Entreprises

 

 

Intérêts bénéfiques d'un espace détente
pour les salariés dans l'entreprise

 Intérêts bénéfiques de la masso-relaxation et de la relaxation :

Instaure un climat positif

Optimise la disponibilité et l'attention de chacun

Diminue l'absentéisme lié au stress et aux troubles musculo-squelettiques

Offre détente physique et psychologique



Etude de l'INRS sur les conséquences du stress
au travail pour l'entreprise


Les conséquences du stress pèsent sur les salariés en termes de souffrance et de préjudice pour sa santé. Elles ont également des répercussions organisationnelles et économiques pour les entreprises, et un coût pour la société dans son ensemble.

 

Coût pour l’entreprise

Le stress au travail désorganise les entreprises et les collectifs de travail.

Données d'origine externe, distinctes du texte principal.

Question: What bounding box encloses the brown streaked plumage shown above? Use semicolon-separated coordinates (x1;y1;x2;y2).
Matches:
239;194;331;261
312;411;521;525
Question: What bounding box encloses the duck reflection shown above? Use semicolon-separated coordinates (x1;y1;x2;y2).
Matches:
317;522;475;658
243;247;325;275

Dans les entreprises où le stress est élevé, on peut ainsi noter :

une augmentation de l’absentéisme et du turnover,

des difficultés pour remplacer le personnel ou recruter de nouveaux employés,

des accidents du travail,

◊ une démotivation, une baisse de créativité,

◊ une dégradation de la productivité, une augmentation des rebuts ou des malfaçons,

◊ une dégradation du climat social, une mauvaise ambiance de travail,

◊ des atteintes à l’image de l’entreprise…

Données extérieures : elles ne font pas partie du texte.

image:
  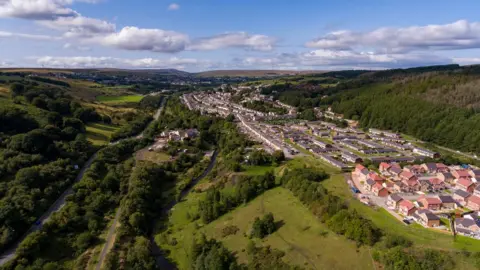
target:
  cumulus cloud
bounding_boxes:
[167,3,180,10]
[189,32,276,51]
[31,56,212,69]
[236,50,452,69]
[0,31,58,41]
[38,16,115,38]
[305,20,480,53]
[0,0,78,20]
[99,26,189,53]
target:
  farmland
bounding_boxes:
[157,187,372,269]
[96,95,143,104]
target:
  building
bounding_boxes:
[417,197,442,211]
[398,200,417,216]
[455,178,475,193]
[437,172,455,184]
[342,151,363,163]
[319,155,348,170]
[313,140,332,149]
[353,164,369,181]
[453,189,472,206]
[451,170,472,180]
[467,196,480,211]
[455,218,480,232]
[438,195,457,210]
[387,194,403,210]
[413,209,440,227]
[428,177,445,191]
[413,147,440,158]
[372,182,388,197]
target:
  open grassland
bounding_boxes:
[96,95,143,104]
[86,123,119,145]
[323,174,480,252]
[157,187,373,269]
[135,148,171,164]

En raison de ces conséquences sur le fonctionnement, le stress coûte cher à l’entreprise. Plusieurs études montrent qu’il est « rentable » pour les entreprises d’investir dans la prévention du stress au travail : les coûts des mesures de prévention collective sont amortis assez rapidement (de l’ordre d’une année).

À noter que certaines de ces conséquences peuvent constituer des indicateurs de stress au travail, à prendre en compte dans le cadre d’une démarche de prévention du stress.

 

Coût pour la société

Au niveau européen, le coût du stress d’origine professionnelle était estimé, en 2002, à environ 20 milliards d’euros par an. Le stress serait également à l’origine de 50 à 60 % de l’ensemble des journées de travail perdues (Agence européenne pour la sécurité et la santé au travail, 1999).

 

En France, le coût social du stress (dépenses de soins, celles liées à l’absentéisme, aux cessations d’activité et aux décès prématurés) a été estimé en 2007 entre 2 et 3 milliards d’euros (étude INRS et Arts et Métiers ParisTech).

 

Il s’agit d’une évaluation a minima. En effet, cette étude prend essentiellement en compte le « job strain » ou « situation de travail tendue » (combinaison d’une forte pression et d’une absence d’autonomie dans la réalisation du travail), qui représente moins d’un tiers des situations de travail fortement stressantes. D’autre part, les pathologies retenues sont celles qui ont fait l’objet de nombreuses études : maladies cardiovasculaires (infarctus, maladies cérébrovasculaires, hypertension…), dépression et certains troubles musculosquelettiques.

 

Enfin, cette dernière estimation ne prend pas en compte toute la dimension du coût pour l’individu, en particulier la souffrance, notamment le risque de faire un burn-out, et la perte de bien-être que le stress occasionne. Or il a été montré que ce dernier pouvait représenter jusqu’à 2 fois les coûts des soins et des pertes de richesse.